Saturday, January 9, 2016

Your guide to adopting an NPB Team part 6: Chunichi Dragons (中日ドラゴンズ)

Chunichi Dragons (中日ドラゴンズ)

Update: Found this post? Here's a 2020 revised edition

The Chunichi (中日) Dragons have been around since 1950 as a professional team, but had multiple nicknames including "Nagoya Dragons" in their history. They've kept the title of Chunichi Dragons since 1954. The Dragons were the same team featured in the movie "Mr. Baseball."

Ownership: Chunichi Shimbun

Chunichi is another media outlet like Yomiuri. They're a newspaper that operates in Aichi prefecture.  


League: Central


Payroll rank in 2015: 6

The Dragons used to be a team that was near the top in spending, but their recent budget has put them with the rest of the pack in NPB. This number could go down for 2016 depending on how raises and paycuts were. 


Location: Nagoya Dome in Nagoya, Aichi prefecture 

Nagoya is in the Chubu region, which is between Kansai and Kanto. It's the third highest populated area in Japan and the most well-known building is Nagoya Castle, which is seen on rocks.  Nagoya is home to the headquarters of various Mitsubishi branches as well as Toyota. In terms of food, Nagoya is known for a special chicken as well as a red miso.

Nagoya Dome has been the Dragons' home since 1997. It's the ultimate pitcher's park in the Central League and is notable for having high foul poles which appears to touch the roof. 

Nagoya Stadium is where the Dragons originally played in as it's the same building where Mr. Baseball was filmed. Today, it's been renovated for the Dragons' ni-gun farm games with less seating capacity, but it's still in operation. A full game clip of how it used to look can be seen here.

Primary Uniforms: Made by Asics

New Home uniform for 2017
The Dragons used to wear uniforms (with permission) that resembled the Los Angeles Dodgers from 1987-1996, but their current design is based on something they wore in the 1960s, according to NPB Card guy (Dave).


Mascot: Doala

Doala is not a Dragon, but the mascot idea comes from the koalas who entered the local zoo in Nagoya in 1984. As a way to take advantage of the koalas, the marketing team came up with Doala and fans would eat it up. The mascot known for doing flips and was even "reported" to have signed for 750 grams of bread.

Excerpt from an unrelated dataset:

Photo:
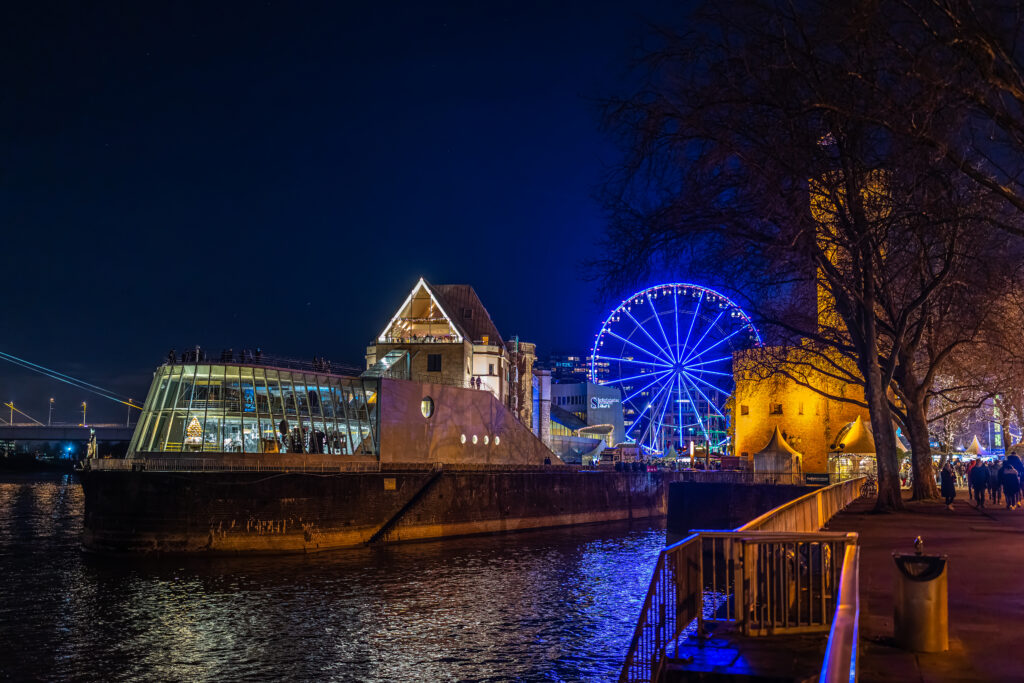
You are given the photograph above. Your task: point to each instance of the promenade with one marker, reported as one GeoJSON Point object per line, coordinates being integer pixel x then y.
{"type": "Point", "coordinates": [986, 602]}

Cheer song:  Moeyo Dragons (燃えよドラゴンズ) "Light'em up Dragons"

The Dragons are one of three teams who doesn't use balloons during their Lucky 7 time in Nagoya Dome. Fans will hold up their scarves or towels instead. Balloons aren't banned, but they rarely happen compared to other teams who use them every time.  Here is photo evidence of balloons in Nagoya Dome.


 Ōendan Songs: Incomplete list of Player songs at 00:00, theme and chance songs at 3:00, Scoring song (Moeyo Dragons) at 11:07


MLB Comparison: Philadelphia Phillies

This is more of a current comparison than going historical. The Dragons have had their years of being contenders for decades, but only had one championship in the 1960s to show for it. Most recently, they won a Japan series in 2007 and the clinching game was also a combined perfect game. They had multiple trips to the Japan Series after 2007, but came up short.

The Dragons are an aging group of veterans who are in the need of rebuilding, which reminds me of how the Phillies currently are, living off their one World Series in 2008.


Notable MiLB and MLB Players to play for Chunichi: 

Hector Luna, Don Newcombe, Matt Stairs, Anderson Hernandez, Ken Macha, Raul Valdes

Notable Dragons to play in MLB: 

Wei-Yin Chen, Kosuke Fukudome, Matt Stairs

Note: Matt Stairs had one season with the team in 1994 before going back to MLB.


Why you root for them: 

Mr. Baseball put Japanese baseball on the map in Hollywood form
Because you really like the movie Mr. Baseball. The film was in Nagoya and had its own culture of influence with the help of several advisers. If people became fans of the Los Angeles Angels of Anaheim through Angels in the Outfield and the Mighty Ducks through their movies, the Dragons can be included too.

If you like a big city, but not the top regions of Kansai/Kanto, Nagoya is for you. It's a forgotten area among the average person, but there's plenty to like about it. Player chants and other things in the Ōendans are a very traditional style of baseball. 

Better yet, there is also English coverage of the Dragons on the blog Moeyo Dragons and Chunichi Soul


Why you don't root for them:

The Dragons have come in second place more times than not behind the Yomiuri Giants. Mr. Baseball portrays the Dragons and Giants as a main rivalry, but in reality, every team dislikes the Giants, even in the Pacific League. With the Dragons coming up short, it became easy to make a movie on this being a rivalry since the Giants own Japan.

As said before, this is an aging roster with a need to get younger. They were contenders six years ago, but they're in a state of transition, meaning it won't be easy to watch them.